We are using ray client. There are some other options to start tasks from python?

  1. There’s a possibility none of node has {1 CPU + 1 worker1Gi} resources…

That’s when scaling should kick in, right? Ray operator should then launch new k8s pod with such resources (and underlying k8s node autoscaling would launch new node if there is pending pod). Or am I missing something?

But for now, you can verify it using ray.state.state._available_resources_per_node() (note that it is a private API, and it is encourage to use official APIs from the above REP once they are available).

We tried and it resulted in following error:

Traceback (most recent call last):
  File "<stdin>", line 1, in <module>
  File "/home/ray/anaconda3/lib/python3.9/site-packages/ray/state.py", line 678, in _available_resources_per_node
    self._check_connected()
  File "/home/ray/anaconda3/lib/python3.9/site-packages/ray/state.py", line 49, in _check_connected
    raise ray.exceptions.RaySystemError(
ray.exceptions.RaySystemError: System error: Ray has not been started yet. You can start Ray with 'ray.init()'.

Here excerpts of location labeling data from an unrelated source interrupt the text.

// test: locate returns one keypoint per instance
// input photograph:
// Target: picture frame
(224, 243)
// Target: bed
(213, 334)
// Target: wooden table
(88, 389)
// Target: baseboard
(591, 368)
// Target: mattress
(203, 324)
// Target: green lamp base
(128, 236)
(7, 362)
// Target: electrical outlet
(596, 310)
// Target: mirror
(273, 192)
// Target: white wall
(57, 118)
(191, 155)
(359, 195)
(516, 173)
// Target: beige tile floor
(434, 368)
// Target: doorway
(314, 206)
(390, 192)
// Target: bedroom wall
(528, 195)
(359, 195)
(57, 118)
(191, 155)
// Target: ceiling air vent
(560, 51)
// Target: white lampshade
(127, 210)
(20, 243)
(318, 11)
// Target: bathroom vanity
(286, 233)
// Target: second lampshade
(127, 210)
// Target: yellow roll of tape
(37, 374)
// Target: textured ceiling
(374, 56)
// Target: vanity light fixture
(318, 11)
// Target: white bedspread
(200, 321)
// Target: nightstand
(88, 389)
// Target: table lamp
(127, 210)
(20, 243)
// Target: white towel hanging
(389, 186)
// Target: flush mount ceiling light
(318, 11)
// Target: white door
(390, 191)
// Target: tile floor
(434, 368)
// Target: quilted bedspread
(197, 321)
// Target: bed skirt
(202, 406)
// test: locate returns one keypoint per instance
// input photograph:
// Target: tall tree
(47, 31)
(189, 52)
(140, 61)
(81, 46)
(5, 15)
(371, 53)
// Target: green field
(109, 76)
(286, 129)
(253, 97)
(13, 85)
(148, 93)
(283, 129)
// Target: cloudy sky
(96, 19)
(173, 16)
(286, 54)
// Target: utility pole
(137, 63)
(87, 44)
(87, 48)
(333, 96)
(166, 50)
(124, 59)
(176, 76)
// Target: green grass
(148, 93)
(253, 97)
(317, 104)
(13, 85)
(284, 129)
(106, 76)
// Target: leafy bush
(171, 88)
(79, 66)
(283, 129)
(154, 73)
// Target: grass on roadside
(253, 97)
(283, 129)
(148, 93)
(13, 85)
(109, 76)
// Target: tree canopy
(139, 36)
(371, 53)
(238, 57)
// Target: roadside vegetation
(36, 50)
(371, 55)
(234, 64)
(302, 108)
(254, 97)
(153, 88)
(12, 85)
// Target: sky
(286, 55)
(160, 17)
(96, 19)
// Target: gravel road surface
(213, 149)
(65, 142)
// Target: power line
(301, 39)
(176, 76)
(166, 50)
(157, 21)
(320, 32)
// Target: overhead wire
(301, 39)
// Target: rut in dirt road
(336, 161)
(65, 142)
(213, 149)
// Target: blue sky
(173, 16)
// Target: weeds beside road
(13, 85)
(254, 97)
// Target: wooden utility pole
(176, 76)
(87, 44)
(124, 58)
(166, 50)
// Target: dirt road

Even though ray.init() has been called and for example ray.cluster_resources() works

We are using k8s and autoscaling is one of the main features that we use. Our workflow is that we run a lot of tasks in bursts couple times a day.

1 Like

A couple of things that would help here:
The configs used to launch the cluster.

If at all possible, a minimal reproduction of the problem.

I’ll try to prepare reproduction. Is it okay to send it to you via Slack?

Slack works, but the Ray GitHub is better!